BUSINESS MONDAY: Central Bank to assess economic performance soon

LATER this month it will be known if the targets outlined in the current Estimates of Revenue and Expenditure and reinforced in the Budget last year, are on course to be realised by March 2018 which is the end of Government’s financial year.
The Central Bank of Barbados is to assess the 2017 performance of the economy by the end of this month. No doubt the assessment will also take into account what has happened over the last nine months of Government’s financial year.
The targets set last year are the stabilization of the country’s fiscal position by having a deficit of either three per cent of GDP or not more than four per cent, a halt the slide in the country’s foreign reserves, and improved economic growth.
There were other matters that had called attention and which were discussed in the debates on the Estimates. The Budget which followed a few months after the Estimates, set out a number of measures to do justice to the problems facing the economy. However, two key policies took centre stage: the increase in the National Social Responsibility Levy (NSRL) from two per cent to 10 per cent, and a two per cent commission on the sale of foreign exchange, the latter to slow the demand for foreign exchange.
Lowering the deficit represents a broad programme of revenue collection and expenditure reduction which is proving to be somewhat challenging. It was also thought that higher growth levels would have been a plus but the minimal expansion the economy is experiencing is not helping much.

In the forthcoming the Bank is expected to zero in on the all important issue of growing the economy which many believe has suffered as a consequence of the NSRL. The challenge for Government has been to juggle its revenue and expenditure programmes to meet not only its goals of the fiscal balance but to ensure that employment levels, service provisions and debt repayments are not compromised.

All of this comes against the background of calls for Government to cut Transfers and Subsidies and to lower the size of the public service.

In the Budget last year Finance Minister, Christopher Sinckler said that the private sector was arguing for approximately 6 000 public officers to be sent home. More recently, the former Governor of the Central Bank of Barbados, Dr. Delisle Worrell, called for the shedding of 4 500 public sector jobs over a three-year period. None of these suggestions has not found favour with some economists, given the damage the proposals could inflict on the social landscape of Barbados.

Government Expenditure is broken down into Wages and Salaries for public officers, Transfers, Debt servicing (including interest payments), Goods and Services, and Capital Expenditure. There is also the pension bill which has skyrocketed in recent years adding to expenditure.

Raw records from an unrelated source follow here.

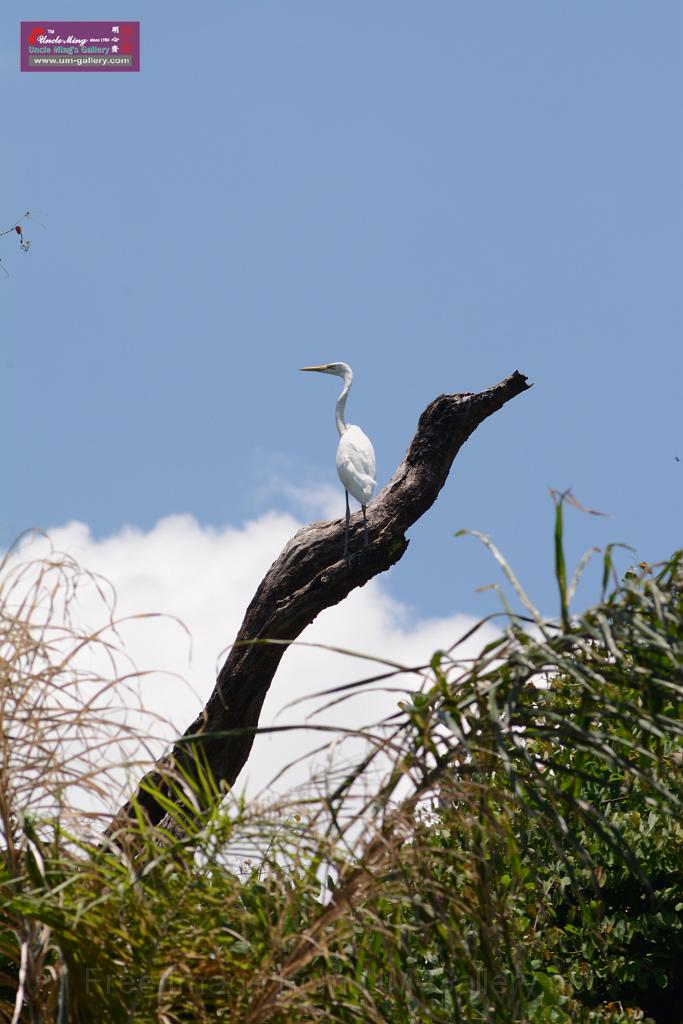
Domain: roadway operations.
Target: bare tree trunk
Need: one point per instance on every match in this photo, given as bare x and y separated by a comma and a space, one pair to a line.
310, 574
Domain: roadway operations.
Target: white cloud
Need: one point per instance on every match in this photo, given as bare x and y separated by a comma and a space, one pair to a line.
205, 577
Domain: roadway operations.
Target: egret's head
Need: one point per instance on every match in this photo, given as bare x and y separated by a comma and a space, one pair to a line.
337, 369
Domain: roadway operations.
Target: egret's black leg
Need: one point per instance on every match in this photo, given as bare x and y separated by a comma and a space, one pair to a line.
348, 516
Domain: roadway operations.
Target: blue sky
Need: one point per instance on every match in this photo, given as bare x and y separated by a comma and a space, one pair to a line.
437, 194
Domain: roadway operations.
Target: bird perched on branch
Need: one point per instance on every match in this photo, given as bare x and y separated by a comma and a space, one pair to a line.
355, 455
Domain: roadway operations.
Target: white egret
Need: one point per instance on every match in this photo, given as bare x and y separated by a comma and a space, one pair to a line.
355, 455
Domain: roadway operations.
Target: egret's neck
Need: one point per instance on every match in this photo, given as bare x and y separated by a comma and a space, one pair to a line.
341, 402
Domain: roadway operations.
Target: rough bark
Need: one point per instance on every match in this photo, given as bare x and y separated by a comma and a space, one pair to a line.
310, 574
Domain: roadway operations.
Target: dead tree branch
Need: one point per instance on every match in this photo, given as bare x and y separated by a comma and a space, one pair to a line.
309, 576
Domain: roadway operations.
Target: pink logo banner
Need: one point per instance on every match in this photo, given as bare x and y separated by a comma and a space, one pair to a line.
80, 45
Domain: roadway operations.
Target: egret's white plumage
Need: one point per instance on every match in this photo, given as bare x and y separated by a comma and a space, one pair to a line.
355, 455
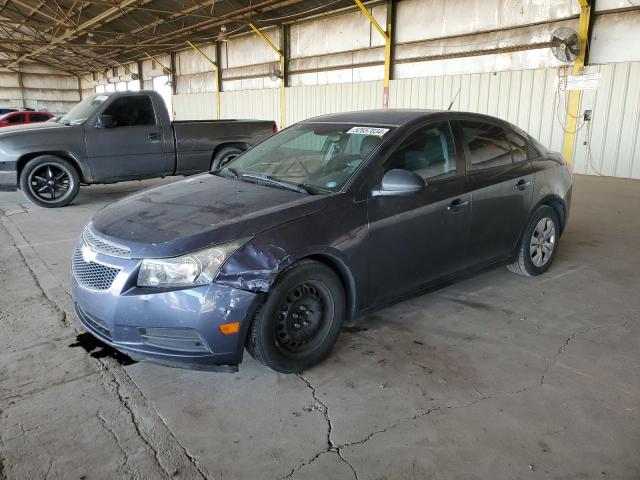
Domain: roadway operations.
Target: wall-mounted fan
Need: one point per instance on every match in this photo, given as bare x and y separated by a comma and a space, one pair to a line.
274, 71
565, 44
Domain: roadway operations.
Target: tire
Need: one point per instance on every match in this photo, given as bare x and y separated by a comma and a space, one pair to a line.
539, 243
37, 176
224, 156
300, 320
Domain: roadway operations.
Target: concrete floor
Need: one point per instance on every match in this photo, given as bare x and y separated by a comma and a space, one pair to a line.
496, 377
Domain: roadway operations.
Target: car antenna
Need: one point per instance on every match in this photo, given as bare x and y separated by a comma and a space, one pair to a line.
454, 98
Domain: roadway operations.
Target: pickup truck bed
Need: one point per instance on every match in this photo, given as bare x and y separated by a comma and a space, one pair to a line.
114, 137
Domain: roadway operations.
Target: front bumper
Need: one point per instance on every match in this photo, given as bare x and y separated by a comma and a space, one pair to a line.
178, 326
8, 179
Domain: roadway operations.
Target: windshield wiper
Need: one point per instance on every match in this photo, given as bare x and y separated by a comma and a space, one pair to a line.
226, 172
275, 182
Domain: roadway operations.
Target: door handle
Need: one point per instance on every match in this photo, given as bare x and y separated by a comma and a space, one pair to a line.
457, 205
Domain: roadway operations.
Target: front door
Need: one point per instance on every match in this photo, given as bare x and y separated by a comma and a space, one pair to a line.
502, 181
417, 239
133, 147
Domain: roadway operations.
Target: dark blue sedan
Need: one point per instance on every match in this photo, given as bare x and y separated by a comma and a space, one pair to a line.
329, 219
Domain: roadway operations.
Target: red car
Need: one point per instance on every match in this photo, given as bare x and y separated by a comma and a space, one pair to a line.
20, 118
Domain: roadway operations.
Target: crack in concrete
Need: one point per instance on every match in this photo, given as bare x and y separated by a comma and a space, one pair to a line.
3, 474
339, 448
556, 356
331, 447
125, 455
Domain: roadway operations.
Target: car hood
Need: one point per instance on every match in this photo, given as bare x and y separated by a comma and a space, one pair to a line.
200, 211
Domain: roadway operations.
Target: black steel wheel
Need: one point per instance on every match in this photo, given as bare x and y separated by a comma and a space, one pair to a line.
303, 318
300, 320
50, 181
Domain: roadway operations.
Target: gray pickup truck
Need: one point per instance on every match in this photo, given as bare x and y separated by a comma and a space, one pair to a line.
114, 137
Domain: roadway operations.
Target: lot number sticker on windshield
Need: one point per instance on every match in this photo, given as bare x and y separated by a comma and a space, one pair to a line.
378, 132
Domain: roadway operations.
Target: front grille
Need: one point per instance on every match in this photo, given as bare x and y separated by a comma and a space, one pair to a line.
92, 275
94, 323
104, 246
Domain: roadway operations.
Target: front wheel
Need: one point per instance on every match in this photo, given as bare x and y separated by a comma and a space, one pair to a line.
539, 243
300, 321
50, 181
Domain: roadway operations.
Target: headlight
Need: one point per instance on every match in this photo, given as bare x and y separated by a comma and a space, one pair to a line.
197, 268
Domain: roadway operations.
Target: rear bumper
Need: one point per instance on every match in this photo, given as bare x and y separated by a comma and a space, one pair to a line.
8, 180
176, 327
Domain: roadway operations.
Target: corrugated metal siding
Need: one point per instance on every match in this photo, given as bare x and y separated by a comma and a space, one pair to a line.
526, 98
310, 101
530, 99
611, 144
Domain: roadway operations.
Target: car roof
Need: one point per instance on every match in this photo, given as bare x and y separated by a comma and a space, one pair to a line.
389, 117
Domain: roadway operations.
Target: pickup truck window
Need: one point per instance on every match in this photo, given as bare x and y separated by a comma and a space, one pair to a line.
132, 110
83, 110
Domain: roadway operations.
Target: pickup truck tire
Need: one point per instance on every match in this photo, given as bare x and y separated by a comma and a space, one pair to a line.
300, 320
50, 181
224, 156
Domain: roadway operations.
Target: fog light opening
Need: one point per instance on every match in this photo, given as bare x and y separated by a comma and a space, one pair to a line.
230, 328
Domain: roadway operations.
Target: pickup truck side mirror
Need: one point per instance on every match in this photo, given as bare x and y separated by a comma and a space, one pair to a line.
399, 182
105, 121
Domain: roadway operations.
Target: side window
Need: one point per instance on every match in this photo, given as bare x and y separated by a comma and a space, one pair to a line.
18, 118
427, 152
38, 117
131, 111
487, 145
519, 147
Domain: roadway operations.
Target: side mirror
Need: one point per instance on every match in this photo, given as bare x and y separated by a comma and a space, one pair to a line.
105, 121
399, 182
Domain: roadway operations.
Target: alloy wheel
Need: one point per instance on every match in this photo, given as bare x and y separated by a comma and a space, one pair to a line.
49, 182
543, 242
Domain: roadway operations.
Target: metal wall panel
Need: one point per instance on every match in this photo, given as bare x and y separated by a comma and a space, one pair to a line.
531, 99
610, 143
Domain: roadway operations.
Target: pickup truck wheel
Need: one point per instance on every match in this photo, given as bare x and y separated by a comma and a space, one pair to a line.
300, 320
224, 156
50, 181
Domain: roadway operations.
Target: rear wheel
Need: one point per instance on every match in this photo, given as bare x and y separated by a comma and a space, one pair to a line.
50, 181
224, 156
300, 320
539, 243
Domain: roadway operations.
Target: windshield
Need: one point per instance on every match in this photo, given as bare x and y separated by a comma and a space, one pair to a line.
320, 157
83, 110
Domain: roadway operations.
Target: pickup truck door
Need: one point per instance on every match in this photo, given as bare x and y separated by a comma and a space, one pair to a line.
134, 146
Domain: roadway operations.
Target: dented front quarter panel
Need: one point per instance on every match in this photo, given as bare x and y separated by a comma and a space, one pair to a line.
335, 235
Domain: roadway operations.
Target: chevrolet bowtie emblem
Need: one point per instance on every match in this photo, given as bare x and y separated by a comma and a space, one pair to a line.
88, 253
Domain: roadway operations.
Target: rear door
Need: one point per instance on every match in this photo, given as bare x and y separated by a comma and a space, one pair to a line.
501, 179
134, 147
416, 239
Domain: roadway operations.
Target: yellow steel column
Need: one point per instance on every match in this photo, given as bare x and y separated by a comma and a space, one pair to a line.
280, 53
217, 77
387, 51
573, 106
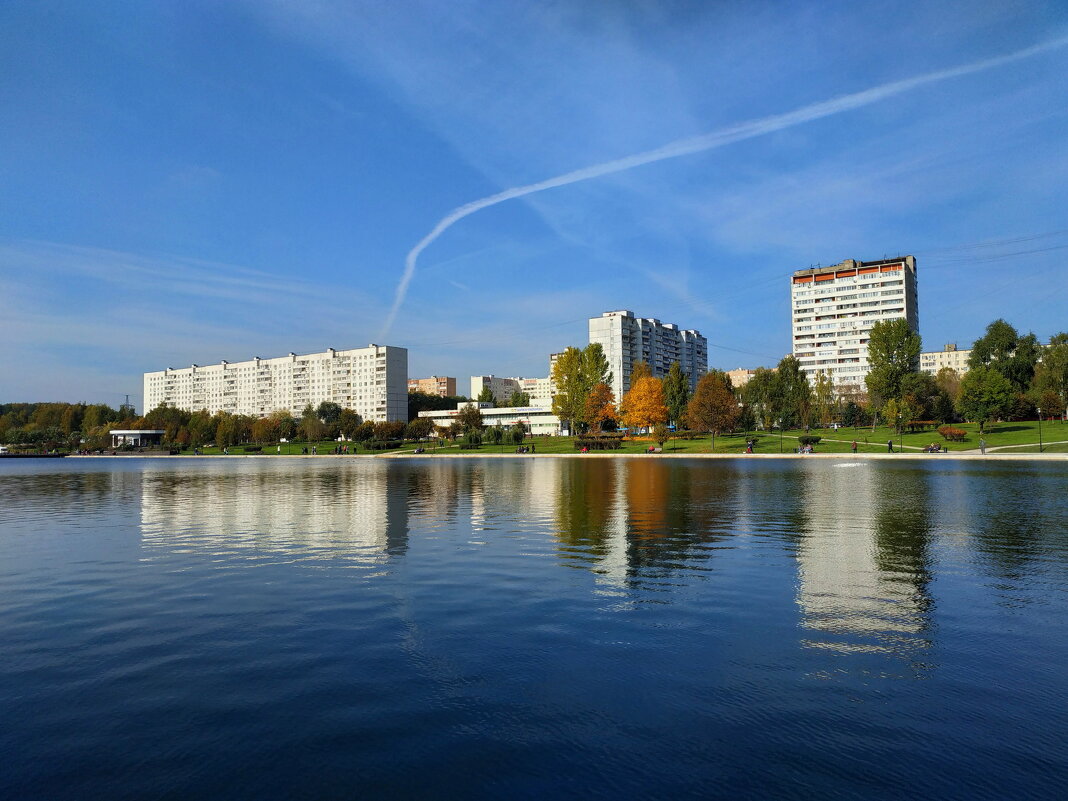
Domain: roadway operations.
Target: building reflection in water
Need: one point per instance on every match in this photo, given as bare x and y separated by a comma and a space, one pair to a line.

The Estimates of Revenue and Expenditure for the current year refers to an amount of $260.1 million for Retirement benefits for the year to March 2018. This amount is projected to increase to $278.3 million by March next year (2019), and $297.7 million by March 2020.

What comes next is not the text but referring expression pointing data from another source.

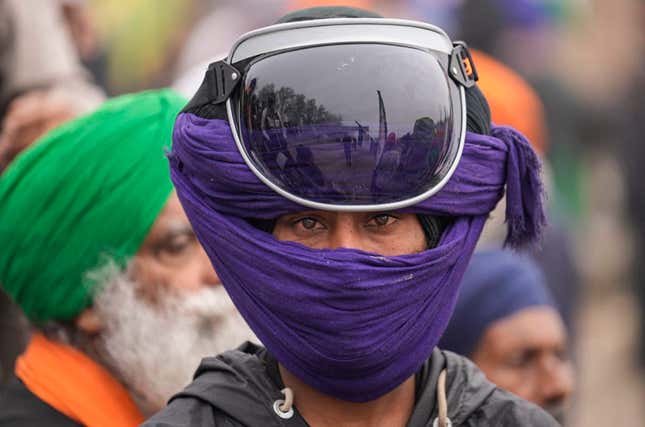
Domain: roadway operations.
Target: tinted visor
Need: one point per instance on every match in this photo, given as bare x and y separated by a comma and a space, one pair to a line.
350, 124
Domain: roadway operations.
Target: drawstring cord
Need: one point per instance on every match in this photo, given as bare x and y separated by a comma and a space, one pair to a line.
284, 407
442, 403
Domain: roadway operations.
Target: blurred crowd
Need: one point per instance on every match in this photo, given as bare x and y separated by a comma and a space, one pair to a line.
568, 74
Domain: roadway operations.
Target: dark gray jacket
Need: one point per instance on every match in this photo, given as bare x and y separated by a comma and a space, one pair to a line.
239, 388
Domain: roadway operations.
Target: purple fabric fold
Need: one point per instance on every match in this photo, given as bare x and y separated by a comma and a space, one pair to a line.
349, 323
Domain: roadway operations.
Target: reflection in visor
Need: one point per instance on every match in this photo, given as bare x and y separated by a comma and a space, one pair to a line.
341, 138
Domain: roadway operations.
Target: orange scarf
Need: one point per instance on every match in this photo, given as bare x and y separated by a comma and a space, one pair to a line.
75, 385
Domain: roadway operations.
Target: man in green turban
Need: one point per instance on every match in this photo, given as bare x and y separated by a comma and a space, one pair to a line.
98, 253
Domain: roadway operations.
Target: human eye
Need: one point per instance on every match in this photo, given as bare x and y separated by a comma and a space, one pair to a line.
520, 359
176, 244
307, 223
382, 220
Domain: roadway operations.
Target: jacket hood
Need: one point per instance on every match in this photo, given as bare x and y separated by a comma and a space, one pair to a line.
239, 384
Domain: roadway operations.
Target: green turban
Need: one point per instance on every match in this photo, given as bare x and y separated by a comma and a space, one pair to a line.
90, 188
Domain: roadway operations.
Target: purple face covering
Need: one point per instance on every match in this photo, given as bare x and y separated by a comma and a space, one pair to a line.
349, 323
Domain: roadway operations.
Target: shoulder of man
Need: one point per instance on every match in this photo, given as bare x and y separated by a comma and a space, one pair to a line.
19, 407
231, 390
475, 401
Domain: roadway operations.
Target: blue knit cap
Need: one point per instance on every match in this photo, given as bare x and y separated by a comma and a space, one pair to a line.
497, 284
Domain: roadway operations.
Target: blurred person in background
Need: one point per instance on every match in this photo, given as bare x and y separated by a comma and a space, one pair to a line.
506, 322
515, 103
42, 84
38, 51
101, 258
213, 35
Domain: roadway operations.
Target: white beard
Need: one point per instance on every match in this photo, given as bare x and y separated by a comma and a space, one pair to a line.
155, 348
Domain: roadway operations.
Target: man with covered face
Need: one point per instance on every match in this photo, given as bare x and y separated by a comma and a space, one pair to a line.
348, 280
98, 253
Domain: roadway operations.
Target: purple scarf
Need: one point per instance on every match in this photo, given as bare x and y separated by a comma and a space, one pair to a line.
349, 323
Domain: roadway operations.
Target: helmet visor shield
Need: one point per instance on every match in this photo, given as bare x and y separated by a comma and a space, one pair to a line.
350, 125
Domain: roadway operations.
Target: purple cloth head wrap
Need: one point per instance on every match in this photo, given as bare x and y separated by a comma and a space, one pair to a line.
349, 323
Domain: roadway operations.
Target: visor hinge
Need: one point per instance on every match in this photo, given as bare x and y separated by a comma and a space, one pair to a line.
221, 78
461, 66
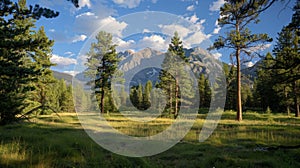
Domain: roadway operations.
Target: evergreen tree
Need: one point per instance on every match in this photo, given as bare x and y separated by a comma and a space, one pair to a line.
264, 92
102, 64
24, 57
287, 57
240, 14
174, 75
147, 95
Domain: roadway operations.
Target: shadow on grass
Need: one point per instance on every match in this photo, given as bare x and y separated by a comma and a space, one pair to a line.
54, 142
46, 145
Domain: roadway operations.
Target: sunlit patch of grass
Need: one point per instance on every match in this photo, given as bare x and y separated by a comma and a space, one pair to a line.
60, 141
12, 152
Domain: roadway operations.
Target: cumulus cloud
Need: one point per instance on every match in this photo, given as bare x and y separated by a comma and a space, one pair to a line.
90, 22
62, 61
217, 28
128, 3
196, 38
79, 38
169, 29
190, 8
83, 3
192, 35
86, 14
217, 55
123, 45
73, 73
194, 18
249, 64
216, 5
156, 42
260, 47
69, 54
113, 26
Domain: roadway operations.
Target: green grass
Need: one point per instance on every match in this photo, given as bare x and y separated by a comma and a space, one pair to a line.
52, 141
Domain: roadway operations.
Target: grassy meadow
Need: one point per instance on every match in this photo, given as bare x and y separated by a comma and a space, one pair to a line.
260, 140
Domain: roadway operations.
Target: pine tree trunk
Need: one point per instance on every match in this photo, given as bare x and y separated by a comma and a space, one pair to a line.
102, 101
238, 83
176, 99
238, 74
297, 112
170, 100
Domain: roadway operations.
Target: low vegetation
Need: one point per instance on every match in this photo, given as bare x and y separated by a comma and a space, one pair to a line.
260, 140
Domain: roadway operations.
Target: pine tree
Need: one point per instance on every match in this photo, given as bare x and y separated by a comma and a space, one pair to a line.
24, 56
147, 95
240, 39
102, 64
287, 57
174, 75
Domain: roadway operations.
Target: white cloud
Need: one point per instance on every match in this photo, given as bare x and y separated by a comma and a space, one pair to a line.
86, 14
190, 8
62, 61
216, 5
146, 31
217, 55
128, 3
217, 30
196, 38
260, 47
69, 54
249, 64
123, 45
73, 73
192, 35
155, 41
111, 25
170, 29
90, 22
79, 38
194, 18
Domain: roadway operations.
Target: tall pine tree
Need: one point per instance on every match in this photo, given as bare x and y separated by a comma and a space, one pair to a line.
238, 15
102, 64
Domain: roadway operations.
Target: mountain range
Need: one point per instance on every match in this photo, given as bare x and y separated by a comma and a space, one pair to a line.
144, 65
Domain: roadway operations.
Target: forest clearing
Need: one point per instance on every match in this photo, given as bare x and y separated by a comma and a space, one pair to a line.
260, 140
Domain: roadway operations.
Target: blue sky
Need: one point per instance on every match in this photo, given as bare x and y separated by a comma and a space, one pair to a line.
137, 24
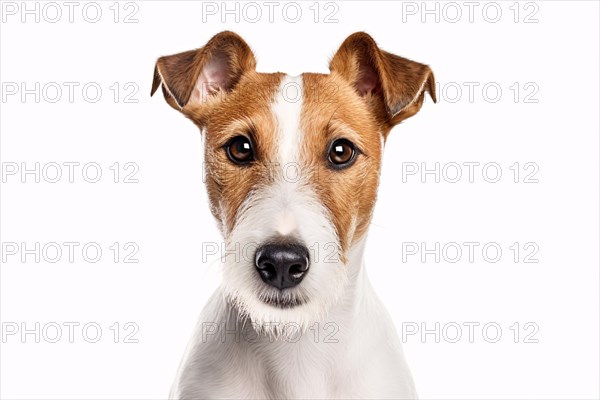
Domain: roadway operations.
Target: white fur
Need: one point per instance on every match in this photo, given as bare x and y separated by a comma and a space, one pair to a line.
340, 343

The Revised Estimates for last year showed an amount of $206.0 million.

Sinckler had said in the Estimate’s debate that increments for the current financial year were projected to cost Government another $50 million this year. This type of spending when placed alongside the shrinking revenues Government is able to collect tells the story of the difficulties the country faces in dealing with these issues.

During the period, January to September last year, the Central Bank indicated that growth had slowed to 1.4 per cent from the two per cent it reported at the end of June. It also said that Government had made some progress in reducing the fiscal deficit which at September 2017 was 4.0 per cent of GDP, compared to 5.5 per cent at March 2017.

Current expenditure was $1 433.2 million at September compared to $1 419.3 million the year earlier. Contributing to this increase were grants to both individuals and public institutions, under the heading Transfers and Subsidies.

This is the area that has generated significant discussions, and where calls for cutting have been made.

It should also be noted that a lot of the allocations under Transfers and Subsidies are given to the Queen Elizabeth Hospital, Sanitation Service Authority, Barbados Tourism and Marketing Corporation, the University of the West Indies and other state bodies.

The problem here is that to reduce spending in the public service Government can retrench workers and in the process institute some savings. This policy will affect a lot of people. Even if implemented it could lead to the private sector sending home workers simply because the reduced public service lowers the demand for goods and services and reduced revenue for the business community.

The other point of interest is how impactful the foreign exchange commission has been on lowering the demand for foreign reserves and how much the country had in stock at the end of 2017.

All of this will be known when he Governor Cleviston Haynes reveals the information.